We have eaten not one ounce of fresh meat these three years since – save the flesh of the kangaroo, fish, and birds, which are variable both in quantity and quality.  Much of the livestock we brought with us has wandered off, died or been killed.


And the food, such as we have, is, apart from that carried by the storeship, Justinian, and the transports themselves, three years old.  Vast quantities of flour has been spoiled, and condemned as unfit for use, and were it not for the recent arrivals, it would have been finished in November. Likewise, our pork would have lasted only two weeks more, and our rice until September.


We have, indeed, been granted a merciful stay of time. But it must be remembered that the provisions brought by the Justinian and the transports are sufficient only to supply the newcomers for a period of several months. The provisions intended for us are most cruelly at the bottom of the sea.

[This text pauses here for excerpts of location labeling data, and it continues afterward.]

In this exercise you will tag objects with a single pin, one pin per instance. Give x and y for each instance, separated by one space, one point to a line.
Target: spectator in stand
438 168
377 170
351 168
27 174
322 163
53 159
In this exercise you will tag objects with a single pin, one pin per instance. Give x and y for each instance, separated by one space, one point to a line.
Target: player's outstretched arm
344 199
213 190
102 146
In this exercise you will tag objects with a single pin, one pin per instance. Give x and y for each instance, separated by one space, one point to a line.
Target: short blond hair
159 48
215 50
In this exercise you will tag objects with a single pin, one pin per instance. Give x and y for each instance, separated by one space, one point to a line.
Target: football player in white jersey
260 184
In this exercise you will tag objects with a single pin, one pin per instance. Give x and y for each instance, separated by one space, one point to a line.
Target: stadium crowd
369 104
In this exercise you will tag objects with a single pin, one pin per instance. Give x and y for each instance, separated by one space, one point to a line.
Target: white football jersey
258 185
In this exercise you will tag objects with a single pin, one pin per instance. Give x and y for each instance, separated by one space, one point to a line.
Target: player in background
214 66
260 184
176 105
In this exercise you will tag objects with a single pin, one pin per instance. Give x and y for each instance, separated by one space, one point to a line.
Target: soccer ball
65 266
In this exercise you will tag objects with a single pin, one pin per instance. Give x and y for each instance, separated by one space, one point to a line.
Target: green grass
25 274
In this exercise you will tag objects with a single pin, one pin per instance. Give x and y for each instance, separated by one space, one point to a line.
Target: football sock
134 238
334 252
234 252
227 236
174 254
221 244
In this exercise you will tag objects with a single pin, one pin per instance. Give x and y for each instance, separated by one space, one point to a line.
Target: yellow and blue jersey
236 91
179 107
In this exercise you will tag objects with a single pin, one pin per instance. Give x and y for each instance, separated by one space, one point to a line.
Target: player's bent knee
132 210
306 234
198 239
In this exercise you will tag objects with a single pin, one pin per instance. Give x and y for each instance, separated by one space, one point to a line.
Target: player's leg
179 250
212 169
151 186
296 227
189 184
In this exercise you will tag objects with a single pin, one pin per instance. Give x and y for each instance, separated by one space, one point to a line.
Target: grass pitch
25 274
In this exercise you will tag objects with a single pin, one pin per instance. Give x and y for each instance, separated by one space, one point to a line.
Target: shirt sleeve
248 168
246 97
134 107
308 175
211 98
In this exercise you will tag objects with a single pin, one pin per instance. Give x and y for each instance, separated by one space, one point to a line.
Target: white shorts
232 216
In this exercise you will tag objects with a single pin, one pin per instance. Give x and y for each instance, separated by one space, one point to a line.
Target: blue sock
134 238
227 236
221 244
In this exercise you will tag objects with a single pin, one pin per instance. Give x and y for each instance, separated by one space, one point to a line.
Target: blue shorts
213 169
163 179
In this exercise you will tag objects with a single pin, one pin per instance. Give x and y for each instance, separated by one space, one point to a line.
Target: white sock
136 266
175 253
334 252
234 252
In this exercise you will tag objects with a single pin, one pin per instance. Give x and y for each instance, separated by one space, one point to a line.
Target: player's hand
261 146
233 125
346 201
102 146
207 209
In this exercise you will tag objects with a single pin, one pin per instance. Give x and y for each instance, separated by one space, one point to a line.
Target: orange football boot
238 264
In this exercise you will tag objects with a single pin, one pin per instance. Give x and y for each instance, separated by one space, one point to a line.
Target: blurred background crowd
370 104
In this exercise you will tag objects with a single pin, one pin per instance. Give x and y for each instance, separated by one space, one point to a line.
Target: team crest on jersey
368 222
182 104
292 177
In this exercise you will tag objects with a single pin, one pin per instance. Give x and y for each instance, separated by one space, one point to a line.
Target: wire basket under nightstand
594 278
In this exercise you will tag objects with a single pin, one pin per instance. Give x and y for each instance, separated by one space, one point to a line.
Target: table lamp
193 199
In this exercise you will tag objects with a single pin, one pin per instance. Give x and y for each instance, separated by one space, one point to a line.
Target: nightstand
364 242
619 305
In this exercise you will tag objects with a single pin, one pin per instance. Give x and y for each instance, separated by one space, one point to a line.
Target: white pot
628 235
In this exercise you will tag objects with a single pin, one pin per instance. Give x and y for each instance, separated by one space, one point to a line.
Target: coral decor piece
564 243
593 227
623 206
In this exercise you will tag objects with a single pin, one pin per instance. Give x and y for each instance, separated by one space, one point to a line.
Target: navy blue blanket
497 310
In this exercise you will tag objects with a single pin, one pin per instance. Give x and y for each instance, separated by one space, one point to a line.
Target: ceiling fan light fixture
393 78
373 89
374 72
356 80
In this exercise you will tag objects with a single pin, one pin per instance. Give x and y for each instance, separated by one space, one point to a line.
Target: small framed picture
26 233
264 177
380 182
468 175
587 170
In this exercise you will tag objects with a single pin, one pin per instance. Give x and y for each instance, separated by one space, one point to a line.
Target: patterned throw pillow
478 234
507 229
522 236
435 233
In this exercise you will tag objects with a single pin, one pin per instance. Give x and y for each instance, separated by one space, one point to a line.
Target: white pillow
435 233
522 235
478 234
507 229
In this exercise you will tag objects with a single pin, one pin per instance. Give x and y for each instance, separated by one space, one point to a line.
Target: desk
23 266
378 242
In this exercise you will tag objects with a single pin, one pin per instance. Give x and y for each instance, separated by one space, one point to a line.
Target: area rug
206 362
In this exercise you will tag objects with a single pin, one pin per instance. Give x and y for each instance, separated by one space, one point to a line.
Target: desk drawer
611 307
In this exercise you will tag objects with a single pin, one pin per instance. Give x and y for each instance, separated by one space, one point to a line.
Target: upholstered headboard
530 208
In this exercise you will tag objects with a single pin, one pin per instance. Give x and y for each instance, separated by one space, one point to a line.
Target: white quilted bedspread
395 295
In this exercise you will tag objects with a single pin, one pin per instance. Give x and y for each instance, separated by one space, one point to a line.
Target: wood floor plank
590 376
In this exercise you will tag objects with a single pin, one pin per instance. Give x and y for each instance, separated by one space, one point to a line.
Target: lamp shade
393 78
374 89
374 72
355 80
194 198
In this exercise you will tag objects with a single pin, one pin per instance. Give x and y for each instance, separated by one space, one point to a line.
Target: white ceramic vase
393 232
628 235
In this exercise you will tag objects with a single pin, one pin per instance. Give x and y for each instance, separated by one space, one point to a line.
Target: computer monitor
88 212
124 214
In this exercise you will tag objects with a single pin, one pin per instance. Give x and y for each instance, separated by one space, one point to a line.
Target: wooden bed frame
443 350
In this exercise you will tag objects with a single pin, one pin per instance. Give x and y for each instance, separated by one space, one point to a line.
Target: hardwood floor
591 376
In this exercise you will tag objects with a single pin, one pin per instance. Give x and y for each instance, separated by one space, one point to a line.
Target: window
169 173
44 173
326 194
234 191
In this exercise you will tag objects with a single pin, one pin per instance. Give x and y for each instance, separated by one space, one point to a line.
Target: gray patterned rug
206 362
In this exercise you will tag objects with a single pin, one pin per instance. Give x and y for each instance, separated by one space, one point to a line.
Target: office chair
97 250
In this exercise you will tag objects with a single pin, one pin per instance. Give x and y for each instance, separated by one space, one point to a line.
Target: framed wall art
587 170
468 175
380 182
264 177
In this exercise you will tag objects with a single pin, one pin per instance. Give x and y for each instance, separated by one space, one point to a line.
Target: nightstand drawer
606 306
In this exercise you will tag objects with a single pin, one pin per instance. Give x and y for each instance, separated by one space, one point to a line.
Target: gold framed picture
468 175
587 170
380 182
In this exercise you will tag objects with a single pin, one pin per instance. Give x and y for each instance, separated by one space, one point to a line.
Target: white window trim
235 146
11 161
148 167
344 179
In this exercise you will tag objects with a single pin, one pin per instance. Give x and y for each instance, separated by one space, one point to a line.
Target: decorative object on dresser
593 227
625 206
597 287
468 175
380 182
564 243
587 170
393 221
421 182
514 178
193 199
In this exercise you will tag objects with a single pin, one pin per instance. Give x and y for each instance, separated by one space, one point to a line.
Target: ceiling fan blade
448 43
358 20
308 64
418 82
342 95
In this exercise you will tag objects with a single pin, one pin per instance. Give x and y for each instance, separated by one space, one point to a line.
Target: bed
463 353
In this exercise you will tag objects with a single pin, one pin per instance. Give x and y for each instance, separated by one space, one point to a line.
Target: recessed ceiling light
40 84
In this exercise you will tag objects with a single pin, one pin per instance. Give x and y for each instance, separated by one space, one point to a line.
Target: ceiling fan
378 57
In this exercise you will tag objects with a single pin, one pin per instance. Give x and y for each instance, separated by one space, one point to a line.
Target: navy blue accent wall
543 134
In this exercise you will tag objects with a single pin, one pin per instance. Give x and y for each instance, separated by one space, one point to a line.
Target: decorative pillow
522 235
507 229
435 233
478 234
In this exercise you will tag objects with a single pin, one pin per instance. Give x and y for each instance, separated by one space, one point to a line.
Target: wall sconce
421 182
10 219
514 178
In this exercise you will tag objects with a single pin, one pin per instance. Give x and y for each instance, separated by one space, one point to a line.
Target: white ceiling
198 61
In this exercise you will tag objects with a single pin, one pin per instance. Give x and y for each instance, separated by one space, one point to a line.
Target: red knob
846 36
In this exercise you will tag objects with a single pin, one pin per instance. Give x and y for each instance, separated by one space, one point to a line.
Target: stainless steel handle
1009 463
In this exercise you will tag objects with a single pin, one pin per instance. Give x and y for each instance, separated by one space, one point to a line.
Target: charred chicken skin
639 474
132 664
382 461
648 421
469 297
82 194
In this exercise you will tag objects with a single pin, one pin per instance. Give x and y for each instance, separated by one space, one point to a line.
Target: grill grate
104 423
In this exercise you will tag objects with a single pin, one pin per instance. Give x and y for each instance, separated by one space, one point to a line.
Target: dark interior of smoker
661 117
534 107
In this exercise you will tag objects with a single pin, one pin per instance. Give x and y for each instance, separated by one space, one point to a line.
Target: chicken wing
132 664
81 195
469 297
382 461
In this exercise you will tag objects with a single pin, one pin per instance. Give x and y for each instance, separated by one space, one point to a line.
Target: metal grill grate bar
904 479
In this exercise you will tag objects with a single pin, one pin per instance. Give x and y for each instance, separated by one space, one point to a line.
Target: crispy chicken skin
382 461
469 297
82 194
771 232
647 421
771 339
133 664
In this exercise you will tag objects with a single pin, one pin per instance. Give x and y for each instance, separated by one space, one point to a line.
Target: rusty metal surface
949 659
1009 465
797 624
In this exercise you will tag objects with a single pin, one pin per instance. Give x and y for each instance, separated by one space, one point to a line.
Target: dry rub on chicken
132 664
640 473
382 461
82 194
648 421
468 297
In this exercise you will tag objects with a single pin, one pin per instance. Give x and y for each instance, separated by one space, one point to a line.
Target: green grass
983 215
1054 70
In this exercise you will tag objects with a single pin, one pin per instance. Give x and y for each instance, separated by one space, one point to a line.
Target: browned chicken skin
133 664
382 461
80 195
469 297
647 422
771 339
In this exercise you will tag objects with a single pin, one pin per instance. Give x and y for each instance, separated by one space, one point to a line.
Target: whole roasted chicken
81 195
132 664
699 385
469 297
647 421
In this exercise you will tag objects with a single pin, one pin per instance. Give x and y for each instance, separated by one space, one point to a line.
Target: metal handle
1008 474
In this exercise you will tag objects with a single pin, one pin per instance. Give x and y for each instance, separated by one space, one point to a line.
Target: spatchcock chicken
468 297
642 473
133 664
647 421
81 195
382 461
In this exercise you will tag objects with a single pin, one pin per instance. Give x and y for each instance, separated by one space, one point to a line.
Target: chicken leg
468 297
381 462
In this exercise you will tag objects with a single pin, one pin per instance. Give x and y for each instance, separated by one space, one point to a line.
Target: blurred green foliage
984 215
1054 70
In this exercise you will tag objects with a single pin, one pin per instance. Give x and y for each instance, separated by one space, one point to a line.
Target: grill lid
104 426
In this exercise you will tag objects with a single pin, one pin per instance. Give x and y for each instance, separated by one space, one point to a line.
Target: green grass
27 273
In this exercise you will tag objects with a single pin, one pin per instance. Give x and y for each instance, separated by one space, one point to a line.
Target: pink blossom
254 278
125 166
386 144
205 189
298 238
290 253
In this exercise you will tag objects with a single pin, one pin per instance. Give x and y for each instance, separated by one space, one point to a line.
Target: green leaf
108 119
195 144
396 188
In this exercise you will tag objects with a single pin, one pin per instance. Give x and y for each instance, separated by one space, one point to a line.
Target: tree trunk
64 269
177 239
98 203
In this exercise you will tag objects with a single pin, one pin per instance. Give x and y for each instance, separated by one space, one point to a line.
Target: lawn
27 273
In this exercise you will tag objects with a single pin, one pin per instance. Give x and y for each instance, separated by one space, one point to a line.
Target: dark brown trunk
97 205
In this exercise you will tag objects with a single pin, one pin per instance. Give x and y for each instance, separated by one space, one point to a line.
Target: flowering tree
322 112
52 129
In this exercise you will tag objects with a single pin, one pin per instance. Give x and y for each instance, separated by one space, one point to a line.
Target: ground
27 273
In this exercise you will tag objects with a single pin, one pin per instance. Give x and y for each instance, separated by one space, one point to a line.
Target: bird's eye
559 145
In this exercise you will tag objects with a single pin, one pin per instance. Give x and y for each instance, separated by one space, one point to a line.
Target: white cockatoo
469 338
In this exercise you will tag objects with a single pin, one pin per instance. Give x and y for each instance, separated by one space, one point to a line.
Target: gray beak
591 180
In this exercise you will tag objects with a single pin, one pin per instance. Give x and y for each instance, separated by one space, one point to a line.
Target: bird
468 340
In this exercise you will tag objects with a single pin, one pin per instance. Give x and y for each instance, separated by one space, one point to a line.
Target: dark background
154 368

No soul upon this Earth could accuse us of improvidence. Since our arrival in New Holland we have been rationed with our supplies, in the first instance to seven pounds of bread or flour weekly; seven pounds of beef or four pounds of pork; three pints of pease; six ounces of butter; and one half pound of rice.


Since that time our rations have been reduced on two occasions, until at the time when the Lady Juliana was sighted, we were receiving the miserable amount of two and one half pounds of flour, two pounds of pork and two pounds of rice, weekly.


We have become feeble, unable to work more than three hours in one day without severe discomfort. Scurvy has become rift. Our sufferings both of body and spirit have indeed been great.